Nielsen just released their annual estimate of linear TV channels tuned by TV homes, and the proportion is down to a little more than 7 percent. This represents a decline of about half in the past decade (15% in 2006).
This trend would have been more useful with an accompanying trend in the denominator, channels received. Doing a little digging on Google, I found that in 2006 Nielsen reported TV homes received 88 channels. In 2016, the average number was a little over 200, so for the sake of argument I’ll use 200.
Let’s Do the Math
Not surprising for those in the know, this means that the average number of linear channels tuned has remained relatively constant. It was roughly 13 channels in 2006, compared with 15 in 2017. Neither the doubling of linear channels available, nor the massive increase in streaming options since 2006 (not accounted for here at all), seems to have had much impact on this average tuned number.
No doubt some will jump on Nielsen’s report as justification for moving to an “a la carte” pay TV subscription system or evidence of how pay TV offerings don’t address consumer wants.

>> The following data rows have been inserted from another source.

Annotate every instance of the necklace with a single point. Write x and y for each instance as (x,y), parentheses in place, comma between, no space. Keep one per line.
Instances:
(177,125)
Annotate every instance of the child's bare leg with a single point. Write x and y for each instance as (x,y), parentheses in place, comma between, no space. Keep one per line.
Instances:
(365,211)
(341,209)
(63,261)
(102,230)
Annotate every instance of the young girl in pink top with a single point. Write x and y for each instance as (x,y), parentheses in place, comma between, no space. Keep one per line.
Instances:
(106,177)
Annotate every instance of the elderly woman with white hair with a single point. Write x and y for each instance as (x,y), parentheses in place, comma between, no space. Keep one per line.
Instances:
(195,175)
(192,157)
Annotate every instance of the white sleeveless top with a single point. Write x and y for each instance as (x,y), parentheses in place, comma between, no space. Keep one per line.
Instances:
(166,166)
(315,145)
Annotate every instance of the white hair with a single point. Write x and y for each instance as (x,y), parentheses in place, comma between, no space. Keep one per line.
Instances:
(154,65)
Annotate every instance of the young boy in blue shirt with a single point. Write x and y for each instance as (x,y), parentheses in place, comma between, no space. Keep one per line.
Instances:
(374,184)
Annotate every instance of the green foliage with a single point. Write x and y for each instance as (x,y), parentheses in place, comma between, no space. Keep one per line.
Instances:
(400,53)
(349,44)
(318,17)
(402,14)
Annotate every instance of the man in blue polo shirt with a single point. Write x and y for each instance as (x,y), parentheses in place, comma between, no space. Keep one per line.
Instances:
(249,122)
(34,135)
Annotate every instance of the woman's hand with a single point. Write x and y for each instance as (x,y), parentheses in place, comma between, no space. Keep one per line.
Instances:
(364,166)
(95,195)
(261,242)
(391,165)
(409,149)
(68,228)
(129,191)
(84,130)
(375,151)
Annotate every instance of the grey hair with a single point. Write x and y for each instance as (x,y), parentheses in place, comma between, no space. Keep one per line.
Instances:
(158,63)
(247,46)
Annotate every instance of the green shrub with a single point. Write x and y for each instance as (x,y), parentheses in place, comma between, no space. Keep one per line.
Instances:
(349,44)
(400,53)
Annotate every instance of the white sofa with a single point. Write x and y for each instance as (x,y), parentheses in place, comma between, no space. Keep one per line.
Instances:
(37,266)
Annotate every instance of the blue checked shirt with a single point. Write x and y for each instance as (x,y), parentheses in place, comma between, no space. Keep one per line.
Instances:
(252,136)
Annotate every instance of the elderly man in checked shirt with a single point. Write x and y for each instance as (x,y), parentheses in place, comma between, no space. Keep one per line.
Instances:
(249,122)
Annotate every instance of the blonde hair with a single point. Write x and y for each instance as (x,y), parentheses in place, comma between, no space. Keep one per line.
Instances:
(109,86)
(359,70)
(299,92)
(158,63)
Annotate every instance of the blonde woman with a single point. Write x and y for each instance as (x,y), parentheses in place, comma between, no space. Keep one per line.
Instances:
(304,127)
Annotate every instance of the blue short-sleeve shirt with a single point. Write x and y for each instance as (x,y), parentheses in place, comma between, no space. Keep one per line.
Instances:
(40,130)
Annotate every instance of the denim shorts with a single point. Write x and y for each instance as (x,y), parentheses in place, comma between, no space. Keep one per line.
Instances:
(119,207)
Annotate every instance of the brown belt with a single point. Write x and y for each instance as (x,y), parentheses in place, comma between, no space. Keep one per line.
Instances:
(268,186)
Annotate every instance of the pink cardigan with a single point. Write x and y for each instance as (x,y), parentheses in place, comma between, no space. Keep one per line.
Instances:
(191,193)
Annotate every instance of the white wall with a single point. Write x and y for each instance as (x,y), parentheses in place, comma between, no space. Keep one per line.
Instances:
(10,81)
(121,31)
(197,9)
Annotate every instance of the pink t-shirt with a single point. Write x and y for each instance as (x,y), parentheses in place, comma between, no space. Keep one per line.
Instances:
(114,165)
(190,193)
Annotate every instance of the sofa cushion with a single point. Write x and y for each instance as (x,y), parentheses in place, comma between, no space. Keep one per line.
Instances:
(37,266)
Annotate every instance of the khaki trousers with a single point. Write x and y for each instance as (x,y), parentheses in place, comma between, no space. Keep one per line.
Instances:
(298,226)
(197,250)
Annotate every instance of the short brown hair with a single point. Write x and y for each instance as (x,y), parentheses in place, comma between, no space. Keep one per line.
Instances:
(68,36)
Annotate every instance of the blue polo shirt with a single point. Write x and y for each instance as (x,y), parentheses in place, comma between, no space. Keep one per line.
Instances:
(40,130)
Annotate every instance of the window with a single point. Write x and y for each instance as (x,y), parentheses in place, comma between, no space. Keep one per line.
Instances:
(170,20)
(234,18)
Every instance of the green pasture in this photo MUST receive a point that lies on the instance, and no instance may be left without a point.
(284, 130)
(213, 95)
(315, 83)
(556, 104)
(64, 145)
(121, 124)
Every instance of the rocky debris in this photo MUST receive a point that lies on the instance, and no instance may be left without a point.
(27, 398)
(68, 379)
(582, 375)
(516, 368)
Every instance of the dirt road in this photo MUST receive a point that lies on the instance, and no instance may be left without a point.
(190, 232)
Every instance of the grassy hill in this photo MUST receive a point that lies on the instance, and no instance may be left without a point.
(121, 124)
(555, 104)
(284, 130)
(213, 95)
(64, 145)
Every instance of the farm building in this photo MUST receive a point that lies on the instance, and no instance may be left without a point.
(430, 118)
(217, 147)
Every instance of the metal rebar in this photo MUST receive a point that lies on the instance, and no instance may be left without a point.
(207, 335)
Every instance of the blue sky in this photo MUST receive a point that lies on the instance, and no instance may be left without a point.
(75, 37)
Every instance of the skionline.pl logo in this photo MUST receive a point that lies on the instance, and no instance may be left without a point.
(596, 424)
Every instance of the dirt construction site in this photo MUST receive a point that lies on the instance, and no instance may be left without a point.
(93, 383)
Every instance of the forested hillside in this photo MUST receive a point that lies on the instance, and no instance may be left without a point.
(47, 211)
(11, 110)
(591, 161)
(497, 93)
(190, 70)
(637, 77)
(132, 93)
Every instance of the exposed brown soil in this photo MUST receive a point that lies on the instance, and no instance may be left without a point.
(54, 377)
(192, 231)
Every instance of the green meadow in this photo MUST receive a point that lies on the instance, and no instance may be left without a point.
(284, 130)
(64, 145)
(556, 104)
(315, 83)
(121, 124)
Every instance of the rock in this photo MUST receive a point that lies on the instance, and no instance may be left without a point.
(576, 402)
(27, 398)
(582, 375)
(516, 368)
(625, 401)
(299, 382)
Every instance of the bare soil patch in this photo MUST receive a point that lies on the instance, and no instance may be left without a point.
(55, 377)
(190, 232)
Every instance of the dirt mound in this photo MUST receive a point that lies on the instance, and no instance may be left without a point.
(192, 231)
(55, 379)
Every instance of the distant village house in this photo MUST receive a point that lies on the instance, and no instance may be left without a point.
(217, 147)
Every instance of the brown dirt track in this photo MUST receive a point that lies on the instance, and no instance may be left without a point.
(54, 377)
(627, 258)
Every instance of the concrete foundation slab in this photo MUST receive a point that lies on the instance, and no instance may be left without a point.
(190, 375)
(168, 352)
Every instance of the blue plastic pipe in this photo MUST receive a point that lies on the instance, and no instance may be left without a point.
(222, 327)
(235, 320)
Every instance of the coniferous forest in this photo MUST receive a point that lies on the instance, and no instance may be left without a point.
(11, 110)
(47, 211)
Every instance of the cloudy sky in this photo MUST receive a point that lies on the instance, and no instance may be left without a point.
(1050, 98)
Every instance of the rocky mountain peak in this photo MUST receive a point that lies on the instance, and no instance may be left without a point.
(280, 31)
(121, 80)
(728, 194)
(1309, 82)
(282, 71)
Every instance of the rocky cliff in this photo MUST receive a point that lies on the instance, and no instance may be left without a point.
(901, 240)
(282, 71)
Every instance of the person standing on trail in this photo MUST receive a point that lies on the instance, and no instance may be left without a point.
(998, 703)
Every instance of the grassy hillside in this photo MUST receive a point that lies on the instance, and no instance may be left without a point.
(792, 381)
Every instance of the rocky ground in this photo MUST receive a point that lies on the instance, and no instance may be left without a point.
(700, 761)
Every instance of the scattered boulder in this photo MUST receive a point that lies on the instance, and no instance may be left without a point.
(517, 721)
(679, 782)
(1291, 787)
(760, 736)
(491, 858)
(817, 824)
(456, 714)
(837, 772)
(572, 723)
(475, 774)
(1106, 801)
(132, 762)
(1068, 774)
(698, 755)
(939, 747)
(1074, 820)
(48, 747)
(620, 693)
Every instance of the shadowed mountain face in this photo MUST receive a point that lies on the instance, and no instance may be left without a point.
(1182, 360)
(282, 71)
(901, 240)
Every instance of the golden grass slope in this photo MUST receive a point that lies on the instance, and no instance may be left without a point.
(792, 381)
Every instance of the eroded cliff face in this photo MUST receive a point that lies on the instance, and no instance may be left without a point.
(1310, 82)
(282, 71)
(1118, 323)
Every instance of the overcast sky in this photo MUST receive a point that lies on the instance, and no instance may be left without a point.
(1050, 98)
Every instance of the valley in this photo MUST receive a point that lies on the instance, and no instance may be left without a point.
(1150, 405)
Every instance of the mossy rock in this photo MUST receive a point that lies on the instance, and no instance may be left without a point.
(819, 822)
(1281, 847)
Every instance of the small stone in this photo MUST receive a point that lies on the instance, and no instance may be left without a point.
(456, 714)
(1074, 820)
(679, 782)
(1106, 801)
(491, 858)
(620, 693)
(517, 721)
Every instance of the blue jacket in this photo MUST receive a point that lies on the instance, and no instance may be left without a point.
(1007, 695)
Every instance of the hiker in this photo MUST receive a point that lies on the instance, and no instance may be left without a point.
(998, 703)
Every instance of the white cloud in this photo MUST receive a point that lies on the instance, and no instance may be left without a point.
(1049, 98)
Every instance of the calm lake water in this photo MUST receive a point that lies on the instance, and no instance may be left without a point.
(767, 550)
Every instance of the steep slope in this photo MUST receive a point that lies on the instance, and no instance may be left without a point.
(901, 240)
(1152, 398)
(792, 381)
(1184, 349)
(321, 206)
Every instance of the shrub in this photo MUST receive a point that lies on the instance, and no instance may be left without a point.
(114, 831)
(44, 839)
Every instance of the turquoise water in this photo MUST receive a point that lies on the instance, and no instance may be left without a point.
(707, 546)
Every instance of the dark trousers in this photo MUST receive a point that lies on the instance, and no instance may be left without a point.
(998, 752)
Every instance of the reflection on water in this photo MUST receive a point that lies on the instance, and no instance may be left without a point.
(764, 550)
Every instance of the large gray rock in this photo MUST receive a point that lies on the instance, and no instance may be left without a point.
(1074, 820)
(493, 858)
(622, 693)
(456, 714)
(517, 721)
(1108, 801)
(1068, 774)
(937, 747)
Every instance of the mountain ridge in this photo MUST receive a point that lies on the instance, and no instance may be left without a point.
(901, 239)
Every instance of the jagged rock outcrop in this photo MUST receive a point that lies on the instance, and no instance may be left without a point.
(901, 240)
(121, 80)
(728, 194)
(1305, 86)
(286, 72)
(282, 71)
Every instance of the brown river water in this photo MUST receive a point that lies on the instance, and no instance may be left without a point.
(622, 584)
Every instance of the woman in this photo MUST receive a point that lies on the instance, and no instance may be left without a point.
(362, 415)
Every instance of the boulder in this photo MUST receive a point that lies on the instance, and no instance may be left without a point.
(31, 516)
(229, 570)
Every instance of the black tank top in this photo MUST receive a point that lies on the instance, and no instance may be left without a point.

There is certainly an argument to be made that today’s TV network groups put out too many channels, in an attempt akin to CPG companies grabbing as much shelf space as they can command. But does the seemingly low proportion of channels viewed really mean consumers aren’t being served?
Let’s look at other subscribed media. Satellite radio? About five channels of the 100+ channels on SiriusXM take up 90% of my listening time. Newspaper? I might fully read one article per section. Magazines? This varies a lot. I read almost all of The Economist every week, but maybe one article out of the 25 in each month’s Road & Track; other magazines fall somewhere in between. SVOD services? I watch only a handful of their original series. While this is anecdotal, it is reasonable to assume most subscribers fully consume only a small portion of the content available.
Are Subscriptions Socialized Media?
The point here is that almost every medium that relies on a subscription model offers far more content than any one of its users either want or have time to consume. This bundling is a sort of social contract with your other subscribers – you each are subsidizing the other so that in total the overall costs are lower for everyone to get the content in which they are interested.
So the next time someone pulls out this share of TV channels in an argument, I’m going to ask what proportion of the 700 original Netflix series and movies produced in 2018 they watched. I’m guessing it’s not more than seven percent either.